Charges croissantes dans la préoccupation étincelante du logement appartenant à l’État de Monaco

Les locataires des appartements publiques de Monaco sont confrontés à une frustration croissante alors que les frais de service continuent de grimper, de nombreux rapports augmentés et des notifications retardées pour les paiements.

Dans plusieurs bâtiments de la principalité, les frais de chauffage, de services publics et de services communaux ont augmenté ces dernières années, dans certains cas, doubler ou tripler depuis 2020. Les rappels tardifs de ces frais ont ajouté aux préoccupations des résidents, créant une pression financière pour beaucoup sur les revenus fixes ou modestes.

La facturation récente pour la période 2022 a connu des arriérés d’importants émis, tandis que la prochaine vague de régularisations, couvrant 2023, devrait arriver au début de 2026. Le décalage entre les périodes de consommation et la facturation a suscité des critiques, en particulier lorsqu’elles sont combinées avec une forte augmentation des coûts énergétiques.

L’Administration de la propriété de l’État attribue les augmentations principalement à des coûts de consommation d’énergie plus élevés à l’ère post-confortable, ainsi que l’inflation plus large affectant l’eau, l’électricité et les contrats de gaz.
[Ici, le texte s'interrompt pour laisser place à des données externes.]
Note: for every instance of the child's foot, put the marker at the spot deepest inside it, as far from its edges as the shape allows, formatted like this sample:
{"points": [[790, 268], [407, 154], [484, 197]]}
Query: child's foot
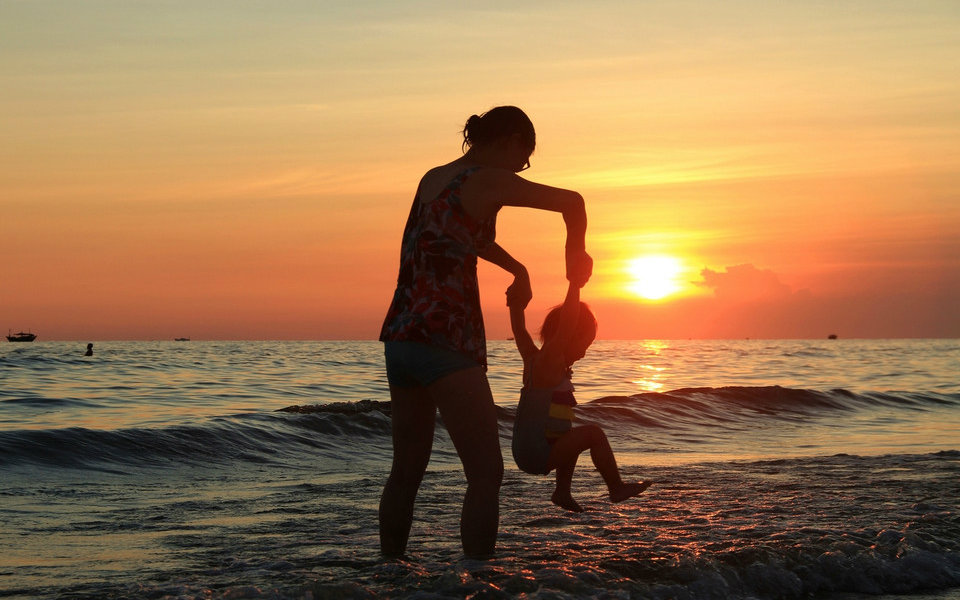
{"points": [[628, 490], [566, 501]]}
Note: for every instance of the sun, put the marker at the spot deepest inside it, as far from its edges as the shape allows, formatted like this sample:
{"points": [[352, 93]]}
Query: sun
{"points": [[654, 276]]}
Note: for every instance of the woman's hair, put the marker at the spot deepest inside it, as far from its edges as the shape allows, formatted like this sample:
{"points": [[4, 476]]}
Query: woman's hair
{"points": [[498, 123], [586, 322]]}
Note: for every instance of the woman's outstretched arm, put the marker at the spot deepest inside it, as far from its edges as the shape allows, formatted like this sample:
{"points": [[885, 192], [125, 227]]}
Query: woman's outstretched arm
{"points": [[489, 190], [519, 292]]}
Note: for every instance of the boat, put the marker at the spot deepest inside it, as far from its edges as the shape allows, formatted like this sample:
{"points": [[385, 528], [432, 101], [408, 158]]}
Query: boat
{"points": [[22, 336]]}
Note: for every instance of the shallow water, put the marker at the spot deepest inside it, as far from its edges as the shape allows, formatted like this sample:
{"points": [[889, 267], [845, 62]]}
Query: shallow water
{"points": [[783, 469]]}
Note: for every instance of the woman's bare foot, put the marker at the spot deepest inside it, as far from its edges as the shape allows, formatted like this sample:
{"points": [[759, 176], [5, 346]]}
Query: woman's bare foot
{"points": [[628, 490], [565, 501]]}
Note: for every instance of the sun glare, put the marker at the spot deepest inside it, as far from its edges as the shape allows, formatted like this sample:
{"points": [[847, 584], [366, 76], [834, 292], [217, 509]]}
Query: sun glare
{"points": [[654, 277]]}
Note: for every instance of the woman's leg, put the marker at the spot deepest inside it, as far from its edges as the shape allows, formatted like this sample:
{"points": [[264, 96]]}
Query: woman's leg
{"points": [[467, 409], [413, 415]]}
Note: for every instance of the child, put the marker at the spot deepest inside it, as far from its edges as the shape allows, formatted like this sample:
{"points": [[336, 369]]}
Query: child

Les responsables citent également l’augmentation des indices de prix à la consommation en tant que facteurs contributifs dans tous les secteurs.

Pour résoudre les retards, l’administration a mis en œuvre un calendrier de rattrapage pour retourner les cycles de facturation à un calendrier standard d’ici la fin de 2026. Un écart minimum de six mois entre deux périodes de facturation a été fixé, à l’exception des propriétés plus petites où les ajustements peuvent être traités plus rapidement en raison de la baisse des coûts associés.

L’administration soutient que les résidents peuvent demander à répartir les paiements ou à augmenter leurs contributions mensuelles sur les frais de service pour réduire l’impact des ajustements futurs.

Alors que la Principalité s’efforce d’équilibrer les coûts opérationnels avec l’abordabilité des locataires, la question de l’augmentation des charges et de la transparence de la facturation reste un point de tension dans le secteur du logement public de Monaco.